## What's this skin thing?

We're first going to scrape images from [dermnet](http://www.dermnet.com/dermatology-pictures-skin-disease-pictures/), using [BeautifulSoup](https://www.crummy.com/software/BeautifulSoup/bs4/doc/).

In [27]:
from bs4 import BeautifulSoup
from urllib.request import urlopen
import collections

First, we'll initialize bs4 and grab the index page.

In [2]:
def urlToSoup(url):
    return BeautifulSoup(urlopen(url), 'html.parser')

# Downloading webpage and initializing soup
soup = urlToSoup('http://www.dermnet.com/dermatology-pictures-skin-disease-pictures/')

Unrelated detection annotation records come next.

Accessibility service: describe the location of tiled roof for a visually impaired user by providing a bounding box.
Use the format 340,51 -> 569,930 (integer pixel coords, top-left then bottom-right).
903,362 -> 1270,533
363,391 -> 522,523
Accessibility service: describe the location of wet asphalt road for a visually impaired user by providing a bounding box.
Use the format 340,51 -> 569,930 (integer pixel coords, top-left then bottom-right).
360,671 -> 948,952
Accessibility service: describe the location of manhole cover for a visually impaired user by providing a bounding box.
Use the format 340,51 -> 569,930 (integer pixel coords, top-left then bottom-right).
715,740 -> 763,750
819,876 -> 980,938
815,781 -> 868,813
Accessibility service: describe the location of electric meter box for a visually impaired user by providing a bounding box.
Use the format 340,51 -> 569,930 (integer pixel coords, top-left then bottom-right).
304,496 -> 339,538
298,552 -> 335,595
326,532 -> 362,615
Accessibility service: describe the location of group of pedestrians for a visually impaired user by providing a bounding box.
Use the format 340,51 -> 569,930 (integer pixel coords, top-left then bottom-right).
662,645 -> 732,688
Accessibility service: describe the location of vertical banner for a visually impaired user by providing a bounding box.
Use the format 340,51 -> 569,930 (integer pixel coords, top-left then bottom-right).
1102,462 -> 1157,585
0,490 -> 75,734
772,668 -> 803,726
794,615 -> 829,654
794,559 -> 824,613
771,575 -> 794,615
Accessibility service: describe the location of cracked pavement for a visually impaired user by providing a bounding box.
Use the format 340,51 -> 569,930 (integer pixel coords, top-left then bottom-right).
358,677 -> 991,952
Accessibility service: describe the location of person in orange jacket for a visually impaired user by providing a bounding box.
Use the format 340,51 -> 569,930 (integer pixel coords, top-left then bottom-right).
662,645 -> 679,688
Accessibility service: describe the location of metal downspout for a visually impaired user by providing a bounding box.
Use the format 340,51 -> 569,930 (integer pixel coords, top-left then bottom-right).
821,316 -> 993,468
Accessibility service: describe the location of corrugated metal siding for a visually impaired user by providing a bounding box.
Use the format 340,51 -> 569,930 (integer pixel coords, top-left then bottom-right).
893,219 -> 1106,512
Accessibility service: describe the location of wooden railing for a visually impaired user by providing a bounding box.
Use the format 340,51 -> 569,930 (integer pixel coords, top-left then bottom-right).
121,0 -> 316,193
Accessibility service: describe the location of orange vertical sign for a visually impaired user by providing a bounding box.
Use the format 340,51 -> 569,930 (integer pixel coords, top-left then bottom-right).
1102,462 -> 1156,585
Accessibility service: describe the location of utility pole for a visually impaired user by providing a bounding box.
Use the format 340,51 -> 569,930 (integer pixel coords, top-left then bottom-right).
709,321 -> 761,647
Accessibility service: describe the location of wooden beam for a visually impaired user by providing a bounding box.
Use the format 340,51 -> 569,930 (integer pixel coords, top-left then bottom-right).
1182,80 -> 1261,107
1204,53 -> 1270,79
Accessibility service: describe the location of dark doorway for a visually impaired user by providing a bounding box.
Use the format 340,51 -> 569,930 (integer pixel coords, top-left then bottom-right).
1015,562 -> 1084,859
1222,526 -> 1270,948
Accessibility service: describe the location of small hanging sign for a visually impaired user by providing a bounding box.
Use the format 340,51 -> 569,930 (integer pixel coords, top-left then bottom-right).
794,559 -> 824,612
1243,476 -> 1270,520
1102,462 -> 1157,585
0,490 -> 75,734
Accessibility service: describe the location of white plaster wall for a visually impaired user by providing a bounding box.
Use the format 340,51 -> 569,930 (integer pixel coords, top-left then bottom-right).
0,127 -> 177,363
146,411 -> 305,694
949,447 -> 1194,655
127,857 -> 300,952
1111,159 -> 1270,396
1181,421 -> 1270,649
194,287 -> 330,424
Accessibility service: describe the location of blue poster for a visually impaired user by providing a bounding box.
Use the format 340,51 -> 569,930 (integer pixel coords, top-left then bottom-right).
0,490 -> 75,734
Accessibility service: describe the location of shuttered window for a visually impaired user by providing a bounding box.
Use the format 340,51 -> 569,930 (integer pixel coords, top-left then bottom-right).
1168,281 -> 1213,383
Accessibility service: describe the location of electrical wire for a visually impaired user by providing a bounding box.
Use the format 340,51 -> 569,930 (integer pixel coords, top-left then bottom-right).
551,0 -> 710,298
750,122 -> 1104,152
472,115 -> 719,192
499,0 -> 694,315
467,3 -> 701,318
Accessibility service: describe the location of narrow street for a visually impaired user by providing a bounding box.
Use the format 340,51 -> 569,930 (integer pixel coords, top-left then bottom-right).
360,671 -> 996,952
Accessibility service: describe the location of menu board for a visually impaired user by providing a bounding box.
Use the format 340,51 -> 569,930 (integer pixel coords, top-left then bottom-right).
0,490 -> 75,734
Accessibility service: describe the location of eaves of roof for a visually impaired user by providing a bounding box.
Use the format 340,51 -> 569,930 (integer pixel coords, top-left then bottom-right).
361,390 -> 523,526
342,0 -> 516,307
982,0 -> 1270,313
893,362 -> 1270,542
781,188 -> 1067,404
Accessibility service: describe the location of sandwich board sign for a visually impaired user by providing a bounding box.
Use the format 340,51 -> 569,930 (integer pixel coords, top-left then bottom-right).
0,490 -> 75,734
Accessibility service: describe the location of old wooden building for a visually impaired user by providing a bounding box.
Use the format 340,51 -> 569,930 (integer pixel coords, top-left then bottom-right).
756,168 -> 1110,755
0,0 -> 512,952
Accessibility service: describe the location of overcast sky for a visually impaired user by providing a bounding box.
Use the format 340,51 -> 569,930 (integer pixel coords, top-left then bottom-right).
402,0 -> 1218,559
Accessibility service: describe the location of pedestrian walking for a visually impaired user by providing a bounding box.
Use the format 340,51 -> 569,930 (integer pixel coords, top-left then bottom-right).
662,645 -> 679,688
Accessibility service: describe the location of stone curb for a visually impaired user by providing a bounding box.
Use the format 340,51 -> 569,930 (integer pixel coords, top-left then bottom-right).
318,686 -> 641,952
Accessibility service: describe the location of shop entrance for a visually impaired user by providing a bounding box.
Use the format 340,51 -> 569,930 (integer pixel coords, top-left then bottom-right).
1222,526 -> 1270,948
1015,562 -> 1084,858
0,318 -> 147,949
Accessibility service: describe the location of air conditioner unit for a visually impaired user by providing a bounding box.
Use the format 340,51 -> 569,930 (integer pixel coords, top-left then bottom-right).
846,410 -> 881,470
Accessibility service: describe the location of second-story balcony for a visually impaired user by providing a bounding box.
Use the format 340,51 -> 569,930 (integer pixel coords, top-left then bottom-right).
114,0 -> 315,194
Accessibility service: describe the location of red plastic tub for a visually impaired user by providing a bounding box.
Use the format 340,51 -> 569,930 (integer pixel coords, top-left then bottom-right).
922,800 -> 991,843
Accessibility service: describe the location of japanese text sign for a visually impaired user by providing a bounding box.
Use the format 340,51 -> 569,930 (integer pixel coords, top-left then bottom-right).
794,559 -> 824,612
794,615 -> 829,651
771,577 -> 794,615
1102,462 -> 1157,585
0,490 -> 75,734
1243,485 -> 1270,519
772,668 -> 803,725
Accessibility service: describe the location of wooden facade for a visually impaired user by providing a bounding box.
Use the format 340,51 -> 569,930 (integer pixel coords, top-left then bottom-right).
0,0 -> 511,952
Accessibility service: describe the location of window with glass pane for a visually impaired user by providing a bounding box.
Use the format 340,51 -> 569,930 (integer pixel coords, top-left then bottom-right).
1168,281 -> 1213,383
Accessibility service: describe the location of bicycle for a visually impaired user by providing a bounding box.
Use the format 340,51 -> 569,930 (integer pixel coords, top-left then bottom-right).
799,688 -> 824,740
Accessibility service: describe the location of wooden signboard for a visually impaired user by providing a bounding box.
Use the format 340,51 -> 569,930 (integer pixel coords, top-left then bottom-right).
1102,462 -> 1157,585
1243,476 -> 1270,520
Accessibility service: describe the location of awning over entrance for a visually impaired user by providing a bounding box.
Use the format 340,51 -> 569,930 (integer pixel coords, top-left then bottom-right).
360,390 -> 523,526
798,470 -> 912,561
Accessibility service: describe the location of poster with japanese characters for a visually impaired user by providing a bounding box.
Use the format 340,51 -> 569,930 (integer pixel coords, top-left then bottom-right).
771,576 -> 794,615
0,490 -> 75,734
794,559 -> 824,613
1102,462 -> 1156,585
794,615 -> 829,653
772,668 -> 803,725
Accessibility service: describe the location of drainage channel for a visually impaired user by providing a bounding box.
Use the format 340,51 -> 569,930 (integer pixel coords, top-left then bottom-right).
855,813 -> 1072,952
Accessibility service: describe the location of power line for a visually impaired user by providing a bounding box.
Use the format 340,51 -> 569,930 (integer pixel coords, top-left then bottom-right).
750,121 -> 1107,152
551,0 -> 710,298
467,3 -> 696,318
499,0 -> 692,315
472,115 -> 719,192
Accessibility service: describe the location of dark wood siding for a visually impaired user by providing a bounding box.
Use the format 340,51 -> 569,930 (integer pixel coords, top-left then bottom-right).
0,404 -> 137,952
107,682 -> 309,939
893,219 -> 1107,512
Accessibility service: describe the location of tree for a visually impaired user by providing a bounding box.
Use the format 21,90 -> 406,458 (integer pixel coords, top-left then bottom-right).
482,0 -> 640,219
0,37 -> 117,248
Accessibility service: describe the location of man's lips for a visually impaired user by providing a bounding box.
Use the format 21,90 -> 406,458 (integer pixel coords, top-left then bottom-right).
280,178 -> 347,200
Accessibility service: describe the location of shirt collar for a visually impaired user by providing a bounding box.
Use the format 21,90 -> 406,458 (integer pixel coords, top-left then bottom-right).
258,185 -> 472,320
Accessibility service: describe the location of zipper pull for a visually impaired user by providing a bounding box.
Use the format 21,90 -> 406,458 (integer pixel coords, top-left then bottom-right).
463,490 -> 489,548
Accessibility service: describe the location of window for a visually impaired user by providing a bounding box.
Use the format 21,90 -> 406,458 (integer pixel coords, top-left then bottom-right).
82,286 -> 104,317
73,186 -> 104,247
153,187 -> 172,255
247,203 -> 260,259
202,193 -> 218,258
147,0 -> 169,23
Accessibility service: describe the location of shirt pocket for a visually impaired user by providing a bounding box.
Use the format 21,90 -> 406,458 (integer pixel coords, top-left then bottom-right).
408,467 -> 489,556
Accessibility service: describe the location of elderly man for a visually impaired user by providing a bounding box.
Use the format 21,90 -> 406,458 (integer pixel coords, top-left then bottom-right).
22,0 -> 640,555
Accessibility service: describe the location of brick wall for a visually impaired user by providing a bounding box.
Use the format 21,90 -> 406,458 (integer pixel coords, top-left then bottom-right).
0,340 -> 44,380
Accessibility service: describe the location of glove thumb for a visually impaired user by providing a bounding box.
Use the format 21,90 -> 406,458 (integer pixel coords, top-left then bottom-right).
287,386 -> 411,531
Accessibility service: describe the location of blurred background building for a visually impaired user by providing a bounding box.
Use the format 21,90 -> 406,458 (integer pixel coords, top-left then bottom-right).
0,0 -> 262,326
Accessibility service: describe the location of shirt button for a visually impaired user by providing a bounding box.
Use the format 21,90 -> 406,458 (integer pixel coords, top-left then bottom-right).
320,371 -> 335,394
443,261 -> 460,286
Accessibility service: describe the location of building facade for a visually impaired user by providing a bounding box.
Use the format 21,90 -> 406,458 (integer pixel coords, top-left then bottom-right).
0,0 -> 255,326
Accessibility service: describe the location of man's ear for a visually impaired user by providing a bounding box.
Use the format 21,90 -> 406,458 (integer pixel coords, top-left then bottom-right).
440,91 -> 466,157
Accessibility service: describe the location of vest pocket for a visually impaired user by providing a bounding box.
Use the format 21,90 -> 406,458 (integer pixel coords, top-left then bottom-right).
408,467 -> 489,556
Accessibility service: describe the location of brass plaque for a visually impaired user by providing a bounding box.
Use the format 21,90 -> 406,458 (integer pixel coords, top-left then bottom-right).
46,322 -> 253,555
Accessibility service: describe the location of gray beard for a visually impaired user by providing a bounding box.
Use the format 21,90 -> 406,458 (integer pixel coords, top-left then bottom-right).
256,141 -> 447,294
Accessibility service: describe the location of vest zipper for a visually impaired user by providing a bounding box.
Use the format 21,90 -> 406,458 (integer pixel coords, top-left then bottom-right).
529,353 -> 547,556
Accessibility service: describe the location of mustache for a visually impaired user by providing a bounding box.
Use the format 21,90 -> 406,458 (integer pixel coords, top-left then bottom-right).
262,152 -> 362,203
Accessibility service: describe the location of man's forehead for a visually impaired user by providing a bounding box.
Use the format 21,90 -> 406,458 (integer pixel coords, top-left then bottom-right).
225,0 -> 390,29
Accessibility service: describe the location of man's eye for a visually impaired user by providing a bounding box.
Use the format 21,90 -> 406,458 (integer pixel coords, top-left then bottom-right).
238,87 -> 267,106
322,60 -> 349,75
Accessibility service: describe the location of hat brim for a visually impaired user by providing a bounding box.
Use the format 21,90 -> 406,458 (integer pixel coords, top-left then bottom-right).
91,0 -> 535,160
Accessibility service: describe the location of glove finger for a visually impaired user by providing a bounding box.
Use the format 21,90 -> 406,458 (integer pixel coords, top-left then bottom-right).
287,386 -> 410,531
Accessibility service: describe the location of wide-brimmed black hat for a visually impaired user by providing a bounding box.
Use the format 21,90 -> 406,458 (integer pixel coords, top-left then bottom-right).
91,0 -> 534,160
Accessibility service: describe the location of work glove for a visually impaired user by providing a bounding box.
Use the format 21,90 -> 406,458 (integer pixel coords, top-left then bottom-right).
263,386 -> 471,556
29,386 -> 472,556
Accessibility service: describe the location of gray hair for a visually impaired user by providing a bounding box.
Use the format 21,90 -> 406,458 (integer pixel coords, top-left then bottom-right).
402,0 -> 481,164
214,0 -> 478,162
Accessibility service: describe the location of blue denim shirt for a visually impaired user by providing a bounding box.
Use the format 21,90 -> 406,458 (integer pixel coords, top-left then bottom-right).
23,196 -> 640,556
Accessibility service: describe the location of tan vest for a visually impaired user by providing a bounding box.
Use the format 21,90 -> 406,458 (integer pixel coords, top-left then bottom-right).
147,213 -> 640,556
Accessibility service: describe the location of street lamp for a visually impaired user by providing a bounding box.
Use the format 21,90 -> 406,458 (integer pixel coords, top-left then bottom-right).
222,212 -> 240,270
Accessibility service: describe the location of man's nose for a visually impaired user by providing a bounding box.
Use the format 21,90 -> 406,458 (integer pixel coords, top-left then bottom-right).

print(str(soup.prettify)[:1000])

<bound method Tag.prettify of <!DOCTYPE html PUBLIC "-//W3C//DTD XHTML 1.0 Transitional//EN" "http://www.w3.org/TR/xhtml1/DTD/xhtml1-transitional.dtd">

<html xmlns="http://www.w3.org/1999/xhtml">
<head>
<meta content="text/html; charset=utf-8" http-equiv="Content-Type"/>
<title>Dermnet: Dermatology Pictures - Skin Disease Pictures</title>
<meta content="document" name="resource-type"/>
<meta content="15 days" name="revisit-after"/>
<meta content="Dermatology Pictures - Skin Disease Photos." name="description"/>
<meta content="acne picture, psoriasis picture, eczema picture, herpes picture, actinic keratosis picture, alopecia areata picture, std picture, Atopic Dermatitis picture, Contact Dermatitis picture, tinea picture, Melanoma picture" name="keywords"/>
<meta content="all=index,follow" name="robots"/>
<meta content="Global" name="distribution"/>
<meta content="Safe For Kids" name="rating"/>
<meta content="Dermnet.com - all rights reserved" name="copyright"/>
<meta content="Dermnet

### Grabbing classes
Now, we'll find all of the sub-pages that contain specific disease types.

In [3]:
# Grabbing all urls on page and filtering to image subpages

# limiting to images under "complete list"
table = soup.find('table', {"width":'100%'})

# grabbing all links
url_elements = table.findChildren('a')

# getting link value
url_links = [elem.get('href') for elem in url_elements]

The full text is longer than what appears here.